Kate Greenaway was born in Hoxton, London, the second of four children, to a working-class family. Her mother, Elizabeth, was a dress maker and her father, John, an engraver who gave up steady employment with Ebenezer Landells' engraving firm to strike out on his own. When Greenaway was very young, he accepted a commission to provide the engraved illustrations to a new edition of Charles Dickens's The Pickwick Papers, sending his young family away to relatives in the countryside to give himself solitude while producing the engravings. Kate's earliest memories are of Rolleston, Nottinghamshire, which affected her deeply. It was a place she returned to frequently in her childhood. According to children's literature scholar Humphrey Carpenter, the period was to Greenaway "crucial ... she felt it to be her real home, a country of the mind that she could always reimagine". After returning to grimy London streets Rolleston became a place to visit in her mind and constantly embellish.

The publisher who commissioned John Greenaway's work went bankrupt, leaving the family without an income. When Elizabeth Greenaway returned from Rolleston with the children, the family moved to Islington, where she opened a children's dress shop that attracted well-to-do clients.
The family lived in the flat above the shop, and young Kate, often left to her own devices to explore, spent many hours in the enclosed courtyard garden, later writing about it in her unfinished autobiography as a place filled with "richness of colour and depth of shade."

John Greenaway provided for his mother and two sisters as well as for his own family. He took piecemeal engraving jobs, usually for weekly publications, such as The Illustrated London News. He frequently worked on the wood carving throughout the night in front of the fire. Kate enjoyed watching him, and through his work was exposed to illustrations by John Leech, John Gilbert, and Kenny Meadows.

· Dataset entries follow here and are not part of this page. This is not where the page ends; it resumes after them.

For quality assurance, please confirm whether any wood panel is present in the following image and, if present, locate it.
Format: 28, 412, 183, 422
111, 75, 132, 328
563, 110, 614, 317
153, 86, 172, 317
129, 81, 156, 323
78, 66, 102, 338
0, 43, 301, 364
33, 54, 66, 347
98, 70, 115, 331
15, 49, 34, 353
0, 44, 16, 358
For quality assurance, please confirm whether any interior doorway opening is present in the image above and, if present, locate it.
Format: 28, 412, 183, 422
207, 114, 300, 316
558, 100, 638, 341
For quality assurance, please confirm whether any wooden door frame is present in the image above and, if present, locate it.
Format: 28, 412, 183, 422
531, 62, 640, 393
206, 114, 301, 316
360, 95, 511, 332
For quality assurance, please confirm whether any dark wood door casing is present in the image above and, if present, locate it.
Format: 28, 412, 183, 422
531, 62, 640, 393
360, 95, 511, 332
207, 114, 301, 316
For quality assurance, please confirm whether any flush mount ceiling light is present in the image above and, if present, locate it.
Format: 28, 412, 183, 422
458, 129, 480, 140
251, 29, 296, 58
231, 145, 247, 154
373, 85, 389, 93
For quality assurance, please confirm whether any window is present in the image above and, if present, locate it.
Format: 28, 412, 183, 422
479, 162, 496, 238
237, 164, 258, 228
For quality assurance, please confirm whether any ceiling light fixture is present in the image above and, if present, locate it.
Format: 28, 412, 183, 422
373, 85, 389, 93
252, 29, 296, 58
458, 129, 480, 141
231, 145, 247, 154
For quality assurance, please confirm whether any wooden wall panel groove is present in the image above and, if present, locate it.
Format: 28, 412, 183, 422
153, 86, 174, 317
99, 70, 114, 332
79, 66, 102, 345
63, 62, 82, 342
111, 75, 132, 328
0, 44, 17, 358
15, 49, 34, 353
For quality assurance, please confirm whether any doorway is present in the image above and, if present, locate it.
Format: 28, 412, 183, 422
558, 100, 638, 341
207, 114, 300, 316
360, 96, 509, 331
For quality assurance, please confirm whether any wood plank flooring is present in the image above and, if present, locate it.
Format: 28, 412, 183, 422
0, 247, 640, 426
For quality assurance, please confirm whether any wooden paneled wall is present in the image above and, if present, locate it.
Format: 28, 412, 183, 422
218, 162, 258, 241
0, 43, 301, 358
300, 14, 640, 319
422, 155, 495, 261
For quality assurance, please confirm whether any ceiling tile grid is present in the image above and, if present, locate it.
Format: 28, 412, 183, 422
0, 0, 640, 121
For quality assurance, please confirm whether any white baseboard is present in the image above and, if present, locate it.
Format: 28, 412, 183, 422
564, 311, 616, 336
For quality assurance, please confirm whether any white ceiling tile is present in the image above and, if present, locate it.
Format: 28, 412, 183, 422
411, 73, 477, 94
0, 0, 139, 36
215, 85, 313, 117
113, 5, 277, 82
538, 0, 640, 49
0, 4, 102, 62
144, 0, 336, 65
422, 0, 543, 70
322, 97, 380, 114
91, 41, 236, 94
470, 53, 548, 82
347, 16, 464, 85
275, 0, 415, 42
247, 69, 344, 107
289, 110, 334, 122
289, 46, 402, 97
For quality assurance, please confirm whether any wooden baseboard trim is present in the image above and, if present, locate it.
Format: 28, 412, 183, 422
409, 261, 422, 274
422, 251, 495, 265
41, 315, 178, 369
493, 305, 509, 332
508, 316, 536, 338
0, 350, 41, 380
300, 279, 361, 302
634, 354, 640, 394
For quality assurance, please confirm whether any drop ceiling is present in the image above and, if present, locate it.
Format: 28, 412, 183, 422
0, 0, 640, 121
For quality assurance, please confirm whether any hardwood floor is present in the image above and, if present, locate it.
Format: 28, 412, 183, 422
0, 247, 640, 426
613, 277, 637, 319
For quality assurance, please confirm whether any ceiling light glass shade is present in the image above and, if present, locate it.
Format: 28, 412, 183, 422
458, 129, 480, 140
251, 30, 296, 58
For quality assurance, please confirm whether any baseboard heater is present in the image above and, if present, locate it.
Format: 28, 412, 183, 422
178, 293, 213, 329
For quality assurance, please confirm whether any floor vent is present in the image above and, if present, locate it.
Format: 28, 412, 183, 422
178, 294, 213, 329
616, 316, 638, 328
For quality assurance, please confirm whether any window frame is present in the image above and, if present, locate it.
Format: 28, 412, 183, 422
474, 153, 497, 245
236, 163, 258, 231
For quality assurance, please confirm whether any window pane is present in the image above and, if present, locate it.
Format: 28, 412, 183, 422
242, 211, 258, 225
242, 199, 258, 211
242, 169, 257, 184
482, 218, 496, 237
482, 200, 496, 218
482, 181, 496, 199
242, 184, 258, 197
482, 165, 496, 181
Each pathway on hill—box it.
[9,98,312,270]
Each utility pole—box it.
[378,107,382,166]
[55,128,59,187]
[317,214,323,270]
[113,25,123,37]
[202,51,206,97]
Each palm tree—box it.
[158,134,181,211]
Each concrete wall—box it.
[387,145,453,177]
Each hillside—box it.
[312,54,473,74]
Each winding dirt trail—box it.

As a young child Greenaway's parents taught her at home; later she was sent to various dame schools; she was an avid reader of chapbook versions of fairy tales – her favourites were "Sleeping Beauty", "Cinderella", and "Beauty and the Beast" – as well as illustrated editions of Shakespeare, writing later that children "often don’t care a bit about the books people think they will and I think they often like grown-up books – at least I did." Her father's engravings exposed her to weekly news stories, some of which were quite grisly, such as the series of his illustrations for the Illustrated London News in 1856 about murderer William Palmer.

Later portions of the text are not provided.